Thursday, apart from the sad, dragging spectacle of two sisters, at odds over their father's estate and arguing to have the judge continue restraining orders, one against the other, the big deal was Michael Kemly, the Adelphia cable employee who, angry at his bosses and convinced he deserved advancements he had not received, cut the thick, fiber optic cable that delivered TV to thousands of Island customers on April 2, 2005. He also went around to several cable company outposts and removed the mother boards that direct the signals. Islanders experienced severe cable and internet withdrawal for a weekend, while the company mobilized its workers to splice the dozens of tiny wires back together.

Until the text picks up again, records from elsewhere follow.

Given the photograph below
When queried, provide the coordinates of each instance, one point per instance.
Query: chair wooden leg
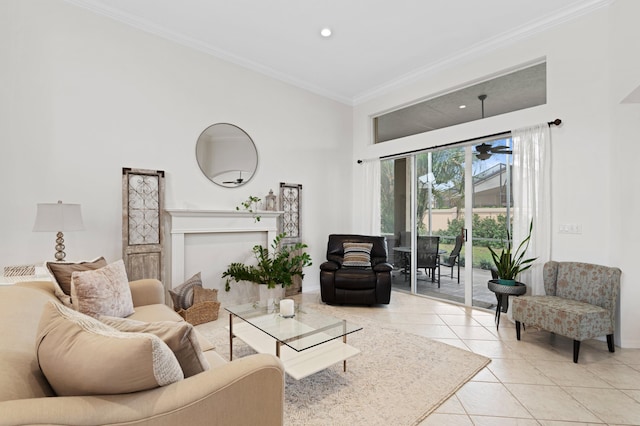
(612, 347)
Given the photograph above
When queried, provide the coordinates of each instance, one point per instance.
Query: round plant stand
(502, 294)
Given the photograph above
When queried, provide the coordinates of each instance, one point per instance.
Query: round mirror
(226, 155)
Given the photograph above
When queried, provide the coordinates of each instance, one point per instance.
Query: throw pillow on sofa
(80, 355)
(104, 291)
(182, 295)
(180, 336)
(61, 274)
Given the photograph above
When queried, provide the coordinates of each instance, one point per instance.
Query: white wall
(591, 65)
(84, 96)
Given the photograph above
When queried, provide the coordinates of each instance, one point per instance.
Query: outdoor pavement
(449, 288)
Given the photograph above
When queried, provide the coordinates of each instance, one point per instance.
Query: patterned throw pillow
(104, 291)
(61, 273)
(182, 295)
(180, 336)
(79, 355)
(201, 294)
(357, 254)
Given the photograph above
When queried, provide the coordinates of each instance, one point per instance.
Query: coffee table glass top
(305, 330)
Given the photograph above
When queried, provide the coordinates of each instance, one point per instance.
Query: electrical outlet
(570, 228)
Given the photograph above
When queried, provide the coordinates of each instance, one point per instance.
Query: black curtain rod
(555, 122)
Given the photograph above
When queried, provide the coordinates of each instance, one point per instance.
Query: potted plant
(508, 264)
(276, 267)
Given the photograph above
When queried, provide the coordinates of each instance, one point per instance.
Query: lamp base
(60, 254)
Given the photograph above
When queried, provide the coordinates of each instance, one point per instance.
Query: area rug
(397, 379)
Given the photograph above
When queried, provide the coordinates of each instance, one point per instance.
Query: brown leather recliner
(356, 285)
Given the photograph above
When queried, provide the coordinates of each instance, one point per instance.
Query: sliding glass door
(440, 209)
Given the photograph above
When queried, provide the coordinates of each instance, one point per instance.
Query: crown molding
(151, 28)
(485, 46)
(477, 50)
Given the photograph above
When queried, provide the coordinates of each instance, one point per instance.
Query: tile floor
(529, 382)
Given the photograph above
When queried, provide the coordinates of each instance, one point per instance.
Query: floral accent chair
(580, 303)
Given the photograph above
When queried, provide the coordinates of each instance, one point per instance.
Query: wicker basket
(201, 312)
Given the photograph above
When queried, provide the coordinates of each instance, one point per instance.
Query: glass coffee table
(306, 343)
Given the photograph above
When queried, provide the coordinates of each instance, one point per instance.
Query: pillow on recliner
(357, 254)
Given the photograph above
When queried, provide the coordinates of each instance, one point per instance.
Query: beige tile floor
(529, 382)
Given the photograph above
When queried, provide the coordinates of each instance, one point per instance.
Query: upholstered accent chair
(356, 271)
(580, 303)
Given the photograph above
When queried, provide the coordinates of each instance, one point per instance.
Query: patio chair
(454, 257)
(428, 257)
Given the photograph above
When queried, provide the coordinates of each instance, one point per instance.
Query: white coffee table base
(297, 364)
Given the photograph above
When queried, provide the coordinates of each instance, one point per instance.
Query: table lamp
(58, 217)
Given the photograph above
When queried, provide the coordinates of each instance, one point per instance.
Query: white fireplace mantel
(183, 222)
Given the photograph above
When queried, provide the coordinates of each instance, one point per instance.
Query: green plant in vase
(274, 267)
(251, 205)
(509, 264)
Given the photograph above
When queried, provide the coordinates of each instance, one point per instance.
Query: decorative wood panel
(142, 223)
(290, 204)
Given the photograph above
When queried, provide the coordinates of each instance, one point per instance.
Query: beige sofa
(249, 390)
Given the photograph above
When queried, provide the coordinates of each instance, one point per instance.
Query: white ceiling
(376, 44)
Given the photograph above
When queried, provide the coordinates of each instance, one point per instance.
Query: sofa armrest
(147, 292)
(219, 396)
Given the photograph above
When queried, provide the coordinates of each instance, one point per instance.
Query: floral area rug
(397, 379)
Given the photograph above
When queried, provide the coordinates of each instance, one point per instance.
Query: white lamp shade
(58, 217)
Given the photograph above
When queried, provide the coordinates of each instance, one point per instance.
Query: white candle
(286, 308)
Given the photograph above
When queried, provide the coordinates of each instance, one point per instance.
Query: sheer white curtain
(370, 218)
(531, 178)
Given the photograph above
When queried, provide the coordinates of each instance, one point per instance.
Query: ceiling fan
(485, 150)
(237, 181)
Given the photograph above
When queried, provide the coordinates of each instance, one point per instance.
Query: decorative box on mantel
(183, 222)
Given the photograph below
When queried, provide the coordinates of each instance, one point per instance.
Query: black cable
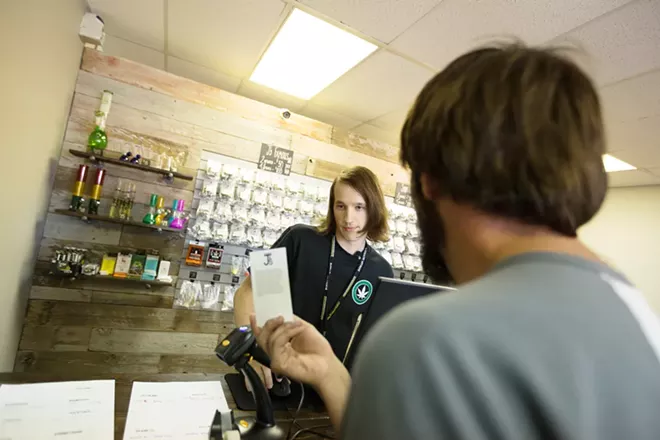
(312, 430)
(295, 415)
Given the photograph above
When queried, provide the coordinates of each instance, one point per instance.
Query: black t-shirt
(308, 255)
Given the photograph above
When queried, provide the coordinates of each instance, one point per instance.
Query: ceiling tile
(383, 20)
(392, 121)
(202, 74)
(621, 44)
(322, 114)
(633, 98)
(228, 36)
(456, 26)
(636, 142)
(372, 132)
(119, 47)
(139, 21)
(381, 83)
(270, 96)
(632, 178)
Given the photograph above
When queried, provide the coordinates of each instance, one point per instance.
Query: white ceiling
(219, 42)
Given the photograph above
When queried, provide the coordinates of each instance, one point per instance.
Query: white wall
(626, 233)
(39, 59)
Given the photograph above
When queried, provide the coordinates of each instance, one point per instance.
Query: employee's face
(350, 212)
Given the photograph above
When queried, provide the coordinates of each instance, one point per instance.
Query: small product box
(150, 267)
(137, 266)
(123, 265)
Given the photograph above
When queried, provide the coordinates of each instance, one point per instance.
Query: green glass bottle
(98, 140)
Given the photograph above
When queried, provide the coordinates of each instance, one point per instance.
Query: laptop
(390, 293)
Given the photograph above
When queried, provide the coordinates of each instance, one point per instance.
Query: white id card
(269, 272)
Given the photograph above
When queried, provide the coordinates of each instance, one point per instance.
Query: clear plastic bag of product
(401, 226)
(412, 247)
(188, 295)
(412, 230)
(255, 238)
(417, 264)
(278, 183)
(223, 212)
(236, 265)
(257, 216)
(210, 188)
(205, 208)
(237, 234)
(275, 199)
(228, 189)
(228, 301)
(397, 260)
(287, 219)
(229, 172)
(305, 207)
(201, 230)
(210, 297)
(243, 192)
(270, 237)
(247, 175)
(220, 232)
(310, 193)
(387, 256)
(399, 244)
(241, 213)
(321, 209)
(273, 220)
(290, 203)
(259, 196)
(292, 187)
(213, 169)
(408, 262)
(262, 179)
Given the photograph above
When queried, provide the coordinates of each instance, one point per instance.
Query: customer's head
(357, 208)
(511, 132)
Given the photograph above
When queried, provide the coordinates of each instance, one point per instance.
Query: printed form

Mr. Kemly entered a not guilty plea and was prepared for trial. The judge impaneled a six-person jury, then sent everyone to lunch. After lunch, the first order of business, with the jury waiting in the courthouse basement, was motions. Charles Morano, Mr. Kemly's lawyer, had already lost on the question of whether to move the trial off-Island, where thousands of potential jurors would not have shared an implacable resentment toward Mr. Kemly over a weekend's cable deprivation. But there were other motions, including one to exclude a letter to the editor published in this paper in which Mr. Kemly, who now lives in Venice, Florida, took to task his bosses. That's why I was there, to help authenticate the letter, that it was from Mr. Kemly, a frequent contributor to the letters columns, and that it had not been edited by me to say what it said, instead of what Mr. Kemly had intended. I did what I could.
But what defeated Mr. Morano's arguments on this motion and another that had to do with whether Mr. Kemly had written several emails to Adelphia managers, expressing his dissatisfaction with his job and his boss, was the vigor and relentless argument by Laura Marshard, the assistant district attorney based in Dukes County. Nearly every prosecution here falls to her, and that's a mountain of prosecutions, particularly in summer. But, Ms. Marchard likes her job, especially because she can live here with her husband and child, and instead of commuting back and forth on the ferry every day, she drives home (albeit late on most days) to join her family.
Anyhow, Ms. Marchard's successful opposition to the defense's motions persuaded the judge to find sufficient basis in the contents of the published letter and the emails to conclude that it was likely Mr. Kemly had written what the prosecution said he had and that they should be presented to the jurors to see what they would make of Mr. Kemly's writing. The judge might have accepted the narrower position taken by Mr. Morano, that some scientific evidence was required, say for example, that the police had examined Mr. Kemly's computer and found that it was indeed the source of the letter and emails before the jury could get to hear about them. But, he was overmatched by Ms. Marchard's determined effort to expand the legal foundation for admitting the documents, so the defense motions failed.
Then it was all over but the waiting. With evidence of his motivation to be presented to the jury, Mr. Kemly changed his not guilty plea to guilty, and in an hour or so, as the jurors waited in the basement, doubtless looking for a window through which they might escape their long day of doing not much, the plea deal had been struck.
And, Joe Sollitto, who had been interested in the arguments over whether the letter and emails were admissible, was reminded of how the wheels of justice grind, and sometimes it comes out fine in the end.